‘You must be joking!’
My husband looks back at me, his eyes twinkling with the unspoken ‘I told you so’ message.
He’s just told me that there are ways to recover the data that has been deleted from an iPhone. This was his reply to my suggestion to sell my old iPhone.
So I started digging. It is not that I don’t trust John; still, we’ve had this ‘iPhone is rubbish’ discussion for a long time.
And there is a lot written on how to erase the data off you iPhone.
There is also a lot on how to recover the data on you iPhone.
One way is to use SmartPhone Recovery Pro; I checked it out and it seems so simple that I could do it myself. What is to stop someone else recovering my data apart from suspicion of tedium? (This suspicion is entirely justified, btw; most of what is on my iPhone is tedious and not worthy of recovery. It is still personal!)
The really disturbing stuff started surfacing when I dug deeper into the issues of data security.
Did you know, for instance, that every time you delete a file from your computer – be it a silly note to yourself, your latest go at writing a porno novel or just some pictures you’ve been messing about with – you have deleted absolutely nothing?
The way John (my husband and resident IT geek) explained it is:
‘When you press ‘delete’ you just delete the flag at the beginning of the file.’
You didn’t get this one? Neither do I. Still the message is loud and clear: deleting the files off a computer only means that you can’t see them.
Your files have not been deleted; they are still there and can be accessed with ease by all who have the knowledge and desire.
And it matters!
Your personal computer may not contain exciting information but it certainly contains sensitive and private information.
Let me just ask you this: when was the last time you checked you bank balance? Do you use Paypal, ePay or another electronic payment system?
I thought so!
All matters of data security are magnified many folds when we start talking about electronic devices used for business (or even only work).
All my work computers were recently encrypted (and I’m a university professor, remember?). At the time, I got annoyed – getting through the inscription is annoying, it is another password to remember. Now, I know better.
The good news is that some of the principles of Newtonian mechanics are still working in this age of digital crime: every action leads to a reaction that is equal in strength and opposite in direction.

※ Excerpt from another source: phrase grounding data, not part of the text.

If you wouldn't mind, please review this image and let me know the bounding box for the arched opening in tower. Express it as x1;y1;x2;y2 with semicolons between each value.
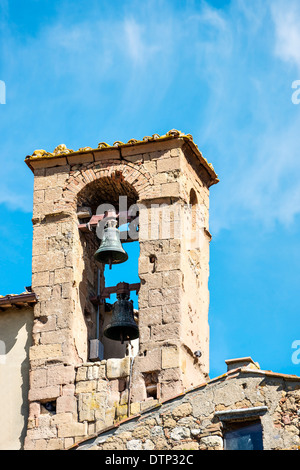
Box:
76;174;140;361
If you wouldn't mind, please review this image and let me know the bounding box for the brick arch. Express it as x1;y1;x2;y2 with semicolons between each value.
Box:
62;160;154;208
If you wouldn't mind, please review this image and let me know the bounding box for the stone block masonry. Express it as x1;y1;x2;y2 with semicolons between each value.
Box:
73;366;300;451
25;356;300;450
26;359;133;449
24;131;219;450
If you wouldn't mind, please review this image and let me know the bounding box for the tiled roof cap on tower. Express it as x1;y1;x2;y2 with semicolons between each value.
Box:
24;129;219;186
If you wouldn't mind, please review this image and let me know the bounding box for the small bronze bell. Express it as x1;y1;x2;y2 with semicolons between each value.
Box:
104;283;139;343
94;219;128;269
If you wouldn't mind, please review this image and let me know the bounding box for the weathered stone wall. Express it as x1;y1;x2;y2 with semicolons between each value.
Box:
74;369;300;451
128;143;212;402
180;145;211;382
272;388;300;447
26;357;158;450
24;357;300;451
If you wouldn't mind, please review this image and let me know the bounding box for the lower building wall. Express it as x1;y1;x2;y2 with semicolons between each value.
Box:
24;349;300;451
74;370;300;451
0;307;33;450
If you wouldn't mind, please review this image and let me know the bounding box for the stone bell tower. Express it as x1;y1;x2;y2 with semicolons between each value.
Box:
24;130;218;450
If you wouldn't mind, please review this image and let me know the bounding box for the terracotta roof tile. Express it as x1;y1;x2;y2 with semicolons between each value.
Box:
0;292;37;309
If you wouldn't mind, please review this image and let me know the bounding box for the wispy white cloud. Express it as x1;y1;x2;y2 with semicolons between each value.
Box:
271;0;300;71
193;0;300;234
123;18;160;66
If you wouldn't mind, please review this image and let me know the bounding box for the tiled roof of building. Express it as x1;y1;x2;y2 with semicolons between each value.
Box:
24;129;219;185
0;291;37;310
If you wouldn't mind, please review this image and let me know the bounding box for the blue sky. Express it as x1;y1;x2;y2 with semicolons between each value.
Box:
0;0;300;379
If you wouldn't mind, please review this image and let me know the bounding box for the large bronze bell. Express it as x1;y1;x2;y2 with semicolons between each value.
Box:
104;283;139;343
94;219;128;269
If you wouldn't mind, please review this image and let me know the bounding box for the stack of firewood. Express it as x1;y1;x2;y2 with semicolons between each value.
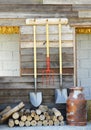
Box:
8;105;64;127
0;102;64;127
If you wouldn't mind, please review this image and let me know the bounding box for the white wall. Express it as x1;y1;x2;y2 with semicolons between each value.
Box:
76;34;91;100
43;0;91;4
0;34;20;76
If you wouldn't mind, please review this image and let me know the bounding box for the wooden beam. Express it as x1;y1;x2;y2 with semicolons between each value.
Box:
0;0;43;4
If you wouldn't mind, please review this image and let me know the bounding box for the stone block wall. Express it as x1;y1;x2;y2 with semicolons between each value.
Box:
76;34;91;100
0;34;20;76
43;0;91;4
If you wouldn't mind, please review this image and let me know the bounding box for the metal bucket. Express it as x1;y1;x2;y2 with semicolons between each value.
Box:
66;87;87;126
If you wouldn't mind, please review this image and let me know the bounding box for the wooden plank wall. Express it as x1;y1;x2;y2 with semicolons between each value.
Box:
0;4;90;117
0;18;74;111
0;0;43;4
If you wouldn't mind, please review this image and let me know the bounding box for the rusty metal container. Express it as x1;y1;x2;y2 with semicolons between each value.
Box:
66;87;87;126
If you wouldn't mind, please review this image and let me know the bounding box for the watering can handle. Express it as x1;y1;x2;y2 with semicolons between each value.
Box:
33;25;37;92
59;21;62;89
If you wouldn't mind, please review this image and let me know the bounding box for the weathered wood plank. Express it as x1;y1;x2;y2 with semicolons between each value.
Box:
20;25;74;34
69;18;91;26
20;47;73;68
21;68;73;75
0;0;43;4
20;33;73;42
21;53;73;62
72;4;91;11
21;41;73;48
0;97;29;104
0;4;72;12
21;60;73;68
0;12;78;18
21;47;73;55
0;75;73;89
0;96;55;104
0;89;54;96
0;19;25;26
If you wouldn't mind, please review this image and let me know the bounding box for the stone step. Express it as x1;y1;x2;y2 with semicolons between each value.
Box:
0;123;91;130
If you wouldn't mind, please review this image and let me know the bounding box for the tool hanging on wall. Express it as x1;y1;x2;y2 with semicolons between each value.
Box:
42;19;54;86
55;20;67;103
29;21;42;107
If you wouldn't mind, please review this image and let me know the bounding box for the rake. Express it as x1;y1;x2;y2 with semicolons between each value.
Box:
42;20;54;86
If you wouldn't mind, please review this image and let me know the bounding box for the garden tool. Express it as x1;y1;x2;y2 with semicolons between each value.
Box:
55;21;67;103
42;20;54;85
29;24;42;107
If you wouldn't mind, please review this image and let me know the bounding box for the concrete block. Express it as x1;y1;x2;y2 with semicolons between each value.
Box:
88;70;91;78
0;42;2;49
13;70;20;76
43;0;91;4
3;61;20;71
77;69;89;78
88;34;91;40
0;34;19;42
80;59;91;68
2;42;19;51
80;41;90;50
80;78;91;87
83;87;91;100
0;63;2;70
0;51;12;60
77;50;89;59
12;52;20;61
0;70;13;76
76;34;89;40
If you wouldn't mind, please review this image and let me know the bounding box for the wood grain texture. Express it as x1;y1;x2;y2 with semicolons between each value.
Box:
0;0;43;4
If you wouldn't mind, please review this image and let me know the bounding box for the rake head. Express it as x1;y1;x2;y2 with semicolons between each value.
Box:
42;57;54;86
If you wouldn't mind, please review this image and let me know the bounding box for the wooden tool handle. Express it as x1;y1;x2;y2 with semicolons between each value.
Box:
59;21;62;85
34;25;37;79
46;21;49;57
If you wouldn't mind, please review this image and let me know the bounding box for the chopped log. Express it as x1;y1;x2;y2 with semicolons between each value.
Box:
36;109;42;115
31;110;36;118
25;109;31;115
0;106;11;116
39;105;48;113
25;120;31;127
51;115;57;122
12;112;19;119
59;121;64;126
37;120;43;126
19;108;26;116
26;115;32;121
44;112;51;120
40;114;45;121
1;102;25;122
54;119;60;126
43;120;48;126
58;115;64;121
21;115;27;122
34;114;40;121
30;120;37;126
8;119;14;127
19;121;25;127
48;120;53;126
52;108;61;117
48;109;54;116
14;119;19;125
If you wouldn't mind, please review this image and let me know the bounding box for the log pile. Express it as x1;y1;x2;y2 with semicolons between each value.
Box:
7;105;64;127
0;102;25;124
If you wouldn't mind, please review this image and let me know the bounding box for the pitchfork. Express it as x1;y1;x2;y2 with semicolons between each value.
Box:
42;20;54;86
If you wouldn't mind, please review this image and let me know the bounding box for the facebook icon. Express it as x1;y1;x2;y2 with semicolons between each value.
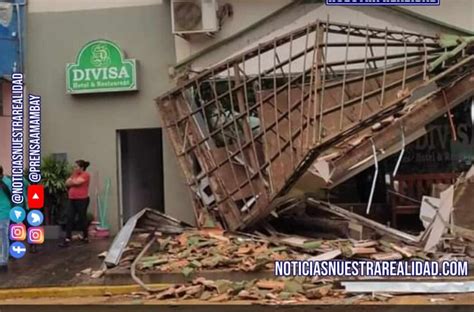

Where there are data security risks, there are two principal ways to deal with it.
First, you can deal with data security risks by calling in the professional to destroy your old hard drives, laptops and flash drives so that no one can recover anything. There is a great video of a laptop being destroyed on the Datashredders website: you won’t believe what happens to this computer. And, as you can see, it is highly unlikely that someone can recover any of the information that you want gone forever.
And second, you can avoid physical destruction, attractive as this may seem, and wipe your hard drive(s) and flash drives squeaky clean. One of the techniques is to substitute the record of information for zeros: this techniques is known as ‘zero filling’ and there are software tools that can do it. If interested, here is a detailed blueprint of how to do this complete with assessment of software tools and reference to data recovery programmes you can use to make sure all has been wiped out.
The choice is yours.
Just do yourselves a favour and don’t compromise your personal or business data security.
This costs money, hassle and broken lives.
Are you data security aware? What do you do to ensure that your information is secure?